The Sun has continued its editorial excellence and community service into the 21st century, winning dozens of journalism awards over the decades while becoming one of the most honored local online news publications in the world.
The Sun was the first media organization in the world to win the top awards in all three journalism areas: print, online and broadcast.
In 2009, the Sun won the Pulitzer Prize for Public Service — journalism’s most prestigious award — for its investigation of construction deaths on the Las Vegas Strip and the failures of government, management and labor unions to protect workers.
The Sun has also been recognized for having the best news website by Editor & Publisher in 2008, 2009 and 2010. In those same years the Sun also received the General Excellence Award from the Online News Association, and it continues to receive top honors for its online efforts.
And the Sun was the first print-based news organization to win Columbia University's duPont Award, generally considered to be the most prestigious broadcast journalism award and its industry's equivalent of a Pulitzer Prize.
These awards reflect the Sun's commitment to quality journalism and public service, while continuing to provide quality coverage of breaking news, business, entertainment and local sports, plus the state's best political analysis.
Strong editorial positions
The seeds of the Las Vegas Sun were planted in 1949 when the town’s only newspaper, the Review-Journal, locked out members of the printing union.
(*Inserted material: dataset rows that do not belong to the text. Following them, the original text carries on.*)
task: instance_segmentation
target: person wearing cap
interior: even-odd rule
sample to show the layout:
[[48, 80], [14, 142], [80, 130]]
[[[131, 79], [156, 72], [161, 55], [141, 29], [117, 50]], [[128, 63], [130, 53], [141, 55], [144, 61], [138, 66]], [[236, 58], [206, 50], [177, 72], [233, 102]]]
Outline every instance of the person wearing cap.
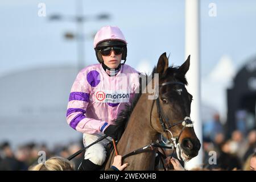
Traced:
[[67, 120], [71, 127], [83, 133], [85, 147], [108, 136], [86, 150], [79, 170], [101, 168], [106, 159], [106, 146], [119, 136], [114, 119], [138, 93], [139, 73], [125, 64], [127, 44], [118, 27], [102, 27], [93, 44], [99, 63], [82, 69], [71, 88]]

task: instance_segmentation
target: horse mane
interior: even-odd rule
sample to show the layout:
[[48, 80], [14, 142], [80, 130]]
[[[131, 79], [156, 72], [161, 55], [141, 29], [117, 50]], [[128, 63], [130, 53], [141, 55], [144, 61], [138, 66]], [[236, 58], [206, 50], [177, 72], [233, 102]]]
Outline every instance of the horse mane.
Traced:
[[[187, 85], [188, 82], [185, 77], [185, 75], [180, 73], [179, 71], [179, 67], [174, 67], [171, 66], [168, 67], [167, 71], [163, 74], [159, 74], [159, 80], [165, 79], [170, 76], [173, 76], [175, 77], [179, 81], [182, 82], [185, 85]], [[152, 73], [150, 75], [150, 77], [148, 77], [147, 74], [145, 75], [145, 77], [146, 78], [147, 83], [150, 82], [150, 81], [147, 81], [147, 79], [154, 78], [154, 73], [156, 73], [156, 67], [155, 67], [153, 68], [152, 71]], [[141, 75], [141, 74], [140, 74]], [[131, 104], [129, 105], [126, 104], [125, 105], [125, 109], [123, 109], [120, 113], [118, 114], [117, 118], [114, 120], [114, 123], [115, 123], [115, 125], [118, 131], [118, 138], [117, 140], [119, 140], [122, 136], [123, 132], [125, 131], [125, 129], [126, 128], [127, 125], [128, 123], [128, 121], [130, 118], [130, 116], [136, 104], [137, 104], [139, 98], [141, 97], [142, 93], [142, 90], [144, 89], [144, 88], [142, 88], [141, 84], [142, 80], [139, 80], [139, 93], [136, 93], [135, 96]]]

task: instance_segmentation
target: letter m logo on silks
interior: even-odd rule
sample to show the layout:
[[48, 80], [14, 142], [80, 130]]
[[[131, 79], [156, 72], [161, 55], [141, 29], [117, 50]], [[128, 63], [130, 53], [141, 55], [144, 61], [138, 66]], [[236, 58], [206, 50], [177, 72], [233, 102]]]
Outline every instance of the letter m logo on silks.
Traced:
[[129, 102], [130, 94], [127, 90], [100, 90], [95, 92], [96, 102]]

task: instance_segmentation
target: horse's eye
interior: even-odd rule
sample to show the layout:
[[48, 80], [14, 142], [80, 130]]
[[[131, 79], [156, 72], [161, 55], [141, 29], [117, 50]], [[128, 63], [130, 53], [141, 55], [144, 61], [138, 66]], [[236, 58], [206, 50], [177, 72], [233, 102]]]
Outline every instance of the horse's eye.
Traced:
[[168, 103], [168, 101], [167, 101], [167, 100], [166, 98], [164, 98], [163, 100], [163, 104], [167, 104]]

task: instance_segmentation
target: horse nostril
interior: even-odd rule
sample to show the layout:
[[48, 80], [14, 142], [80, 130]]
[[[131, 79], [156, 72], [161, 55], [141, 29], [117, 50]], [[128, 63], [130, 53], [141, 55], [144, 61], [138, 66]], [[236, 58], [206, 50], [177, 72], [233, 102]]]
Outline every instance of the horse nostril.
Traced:
[[185, 138], [183, 141], [183, 146], [189, 150], [192, 150], [193, 149], [193, 143], [191, 142], [191, 140], [188, 138]]

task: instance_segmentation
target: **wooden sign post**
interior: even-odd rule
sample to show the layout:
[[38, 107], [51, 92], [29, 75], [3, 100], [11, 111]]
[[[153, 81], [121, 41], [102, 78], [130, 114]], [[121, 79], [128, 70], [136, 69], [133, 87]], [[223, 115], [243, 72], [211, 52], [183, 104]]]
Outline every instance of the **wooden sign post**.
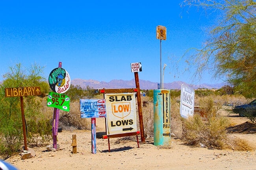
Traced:
[[139, 89], [139, 74], [138, 72], [142, 71], [141, 64], [140, 62], [131, 63], [131, 69], [132, 72], [134, 73], [135, 84], [137, 91], [137, 102], [138, 102], [138, 110], [139, 112], [139, 129], [141, 131], [141, 142], [145, 142], [145, 135], [144, 135], [144, 127], [143, 123], [142, 116], [142, 108], [141, 108], [141, 90]]
[[106, 100], [80, 99], [80, 112], [81, 118], [91, 118], [91, 152], [96, 153], [96, 118], [106, 117]]
[[[59, 67], [52, 71], [49, 75], [48, 82], [52, 90], [57, 93], [63, 93], [69, 88], [70, 84], [69, 74], [61, 68], [62, 63], [59, 62]], [[59, 109], [55, 107], [52, 122], [53, 148], [57, 149], [57, 135], [58, 134]]]
[[20, 98], [20, 108], [21, 110], [22, 127], [24, 139], [24, 149], [26, 150], [28, 150], [26, 123], [25, 122], [25, 115], [24, 114], [23, 96], [41, 95], [41, 91], [40, 91], [40, 87], [24, 87], [5, 88], [4, 89], [4, 92], [6, 97], [19, 97]]

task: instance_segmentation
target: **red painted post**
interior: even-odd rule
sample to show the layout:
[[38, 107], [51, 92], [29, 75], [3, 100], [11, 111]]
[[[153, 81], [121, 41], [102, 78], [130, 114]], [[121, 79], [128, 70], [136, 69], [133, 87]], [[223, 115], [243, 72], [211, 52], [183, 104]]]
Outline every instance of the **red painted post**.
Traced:
[[96, 154], [96, 118], [91, 118], [91, 152], [93, 154]]

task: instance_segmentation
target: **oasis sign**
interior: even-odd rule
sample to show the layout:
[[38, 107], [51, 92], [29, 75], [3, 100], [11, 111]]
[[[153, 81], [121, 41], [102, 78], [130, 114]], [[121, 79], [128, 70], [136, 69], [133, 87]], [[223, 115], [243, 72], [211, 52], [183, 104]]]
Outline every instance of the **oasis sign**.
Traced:
[[180, 90], [180, 113], [182, 117], [187, 119], [194, 115], [195, 90], [182, 84]]
[[106, 94], [107, 135], [136, 132], [134, 93]]

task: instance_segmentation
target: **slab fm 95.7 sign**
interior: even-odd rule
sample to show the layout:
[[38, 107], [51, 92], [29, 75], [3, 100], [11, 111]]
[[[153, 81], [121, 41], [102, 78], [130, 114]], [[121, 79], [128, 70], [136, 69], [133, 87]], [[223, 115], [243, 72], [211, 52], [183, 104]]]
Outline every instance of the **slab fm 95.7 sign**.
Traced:
[[50, 92], [47, 98], [47, 106], [64, 111], [69, 111], [70, 99], [67, 95]]

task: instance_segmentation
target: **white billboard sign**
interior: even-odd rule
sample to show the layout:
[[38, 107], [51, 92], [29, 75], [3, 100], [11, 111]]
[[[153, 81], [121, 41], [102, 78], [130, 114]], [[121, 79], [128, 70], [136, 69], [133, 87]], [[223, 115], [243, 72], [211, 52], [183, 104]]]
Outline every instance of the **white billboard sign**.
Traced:
[[195, 90], [193, 88], [182, 84], [180, 90], [180, 109], [182, 117], [187, 119], [194, 114], [195, 105]]
[[134, 93], [105, 94], [107, 135], [136, 132]]

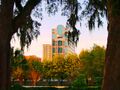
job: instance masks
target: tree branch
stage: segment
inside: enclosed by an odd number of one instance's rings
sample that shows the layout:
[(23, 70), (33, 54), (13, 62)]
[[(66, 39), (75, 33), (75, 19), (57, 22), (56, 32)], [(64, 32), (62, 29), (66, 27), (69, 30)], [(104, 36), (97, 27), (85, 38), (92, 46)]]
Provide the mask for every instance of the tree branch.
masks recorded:
[(13, 33), (17, 32), (18, 28), (25, 24), (31, 11), (40, 2), (41, 0), (28, 0), (23, 10), (13, 19)]

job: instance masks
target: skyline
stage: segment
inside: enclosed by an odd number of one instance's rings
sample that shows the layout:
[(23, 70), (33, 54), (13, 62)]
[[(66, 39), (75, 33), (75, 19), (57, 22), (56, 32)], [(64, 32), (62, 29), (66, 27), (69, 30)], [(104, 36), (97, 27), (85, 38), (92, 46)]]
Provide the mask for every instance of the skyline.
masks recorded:
[[(43, 44), (52, 44), (52, 29), (57, 25), (66, 25), (67, 18), (57, 13), (55, 16), (49, 16), (44, 13), (44, 18), (41, 21), (40, 35), (36, 40), (33, 40), (29, 49), (25, 49), (25, 55), (36, 55), (43, 58)], [(76, 47), (76, 53), (79, 54), (82, 49), (90, 49), (94, 44), (105, 46), (107, 43), (107, 23), (104, 22), (103, 27), (95, 28), (89, 31), (86, 22), (83, 21), (80, 26), (77, 23), (76, 27), (80, 30), (79, 42)], [(12, 46), (19, 48), (19, 42), (12, 43)]]

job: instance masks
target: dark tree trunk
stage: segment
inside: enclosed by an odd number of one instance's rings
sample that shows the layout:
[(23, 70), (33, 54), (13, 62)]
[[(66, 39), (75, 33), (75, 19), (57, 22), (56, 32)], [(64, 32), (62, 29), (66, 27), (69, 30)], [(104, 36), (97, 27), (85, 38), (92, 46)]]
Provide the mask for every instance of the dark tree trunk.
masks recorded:
[(0, 7), (0, 90), (10, 90), (10, 40), (13, 0), (1, 0)]
[(112, 5), (112, 0), (110, 0), (108, 3), (108, 42), (102, 90), (120, 90), (120, 10), (116, 10), (117, 13), (113, 12)]

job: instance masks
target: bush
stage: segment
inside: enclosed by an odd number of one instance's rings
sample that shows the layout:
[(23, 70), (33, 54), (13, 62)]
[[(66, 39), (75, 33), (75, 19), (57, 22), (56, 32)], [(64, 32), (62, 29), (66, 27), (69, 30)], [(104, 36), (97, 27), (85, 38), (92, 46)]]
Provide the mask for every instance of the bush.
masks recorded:
[(87, 82), (86, 82), (85, 75), (80, 74), (80, 76), (73, 81), (70, 89), (71, 90), (86, 90)]
[(23, 88), (19, 83), (16, 83), (11, 87), (11, 90), (23, 90)]

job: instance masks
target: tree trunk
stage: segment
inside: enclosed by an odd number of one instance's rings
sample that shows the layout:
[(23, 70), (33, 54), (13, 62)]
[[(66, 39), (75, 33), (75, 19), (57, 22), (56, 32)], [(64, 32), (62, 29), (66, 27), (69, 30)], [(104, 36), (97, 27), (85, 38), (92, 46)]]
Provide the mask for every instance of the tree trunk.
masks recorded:
[(108, 42), (102, 90), (120, 90), (120, 15), (112, 11), (111, 2), (108, 3)]
[(10, 40), (13, 0), (1, 0), (0, 7), (0, 90), (10, 90)]
[(10, 44), (0, 36), (0, 90), (9, 90), (10, 87)]

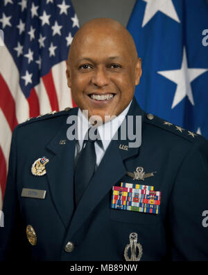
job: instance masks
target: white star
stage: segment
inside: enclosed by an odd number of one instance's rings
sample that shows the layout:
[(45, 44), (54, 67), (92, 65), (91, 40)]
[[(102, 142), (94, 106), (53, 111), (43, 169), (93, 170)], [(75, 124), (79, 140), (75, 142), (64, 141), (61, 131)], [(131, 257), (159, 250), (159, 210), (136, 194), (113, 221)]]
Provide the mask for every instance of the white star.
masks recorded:
[(38, 39), (38, 42), (40, 43), (40, 47), (41, 48), (42, 47), (44, 48), (45, 47), (44, 41), (46, 39), (46, 36), (42, 37), (42, 34), (40, 33), (40, 38)]
[(200, 127), (198, 128), (196, 134), (202, 135), (202, 132)]
[(35, 61), (35, 63), (36, 63), (37, 64), (38, 64), (39, 70), (40, 70), (40, 68), (41, 68), (41, 63), (42, 63), (42, 59), (41, 59), (41, 57), (40, 57), (40, 56), (39, 56), (39, 60), (37, 60), (37, 61)]
[(19, 19), (19, 24), (17, 26), (17, 28), (19, 29), (19, 34), (21, 34), (25, 30), (25, 23), (23, 23), (21, 19)]
[(44, 26), (45, 24), (50, 25), (49, 18), (51, 17), (50, 15), (47, 15), (46, 11), (43, 12), (42, 16), (40, 17), (40, 19), (42, 20), (42, 26)]
[(180, 19), (172, 0), (143, 0), (146, 2), (142, 26), (144, 26), (158, 11), (161, 11), (178, 23)]
[(78, 17), (76, 16), (76, 14), (74, 15), (74, 17), (71, 17), (71, 19), (73, 21), (73, 25), (72, 27), (75, 27), (76, 26), (79, 28), (80, 25), (79, 25), (79, 21), (78, 19)]
[(33, 26), (31, 26), (31, 30), (28, 32), (28, 35), (30, 36), (30, 41), (33, 39), (35, 39), (35, 29), (33, 29)]
[(14, 48), (14, 49), (17, 52), (17, 57), (19, 57), (21, 54), (23, 54), (23, 46), (21, 46), (19, 42), (17, 42), (17, 47)]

As a result, the International Typographical Union began its own newspaper on May 3, 1950, but struggled financially. The ITU then turned to Hank Greenspun.
With the aid of Nate Mack, a pioneer Las Vegas landowner and businessman, Greenspun acquired financial backing to make a down payment on the newspaper. On May 21, 1950, Greenspun published his first edition. In July of that year, the name was changed from the Las Vegas Free Press to the Las Vegas Sun.
No person was too big or too mighty to be immune from criticism if he deserved censure by Sun editorial writers or the publisher. Throughout its history, the Sun has taken on the IRS, CIA, FBI and Howard Hughes.
Perhaps the most infamous target was Sen. Joseph McCarthy. The Sun was the first newspaper in the nation to expose McCarthy as a power-mad, vindictive demagogue who used the threat of communism as an excuse for his witch-hunting crusades.
As the Sun exposed local government and police corruption, its reputation for in-depth reporting grew, as did its influence in political matters. The newspaper also became involved in community projects originated and directed by staff members.
The Sun today
After years as an afternoon newspaper, the print version of the Sun is now delivered across Southern Nevada with the Review-Journal. Because of this print arrangement, the perception could be that we are the same newspaper. Nothing could be further from the truth.
The Sun continues to be locally owned by the Greenspun family. The business functions of the two newspapers are combined and operated under a Joint Operating Agreement, which is a U.S. Justice Department-approved method of maintaining competitive, distinct voices in newspaper markets.
While the R-J handles the printing and distribution of the paper, the editorial material for the Sun is prepared in a newsroom with the Sun's Web operations and other Greenspun Media Group publications, independent of the R-J. The Sun's news staff and the news staff of the R-J compete and the two papers have very different editorial philosophies.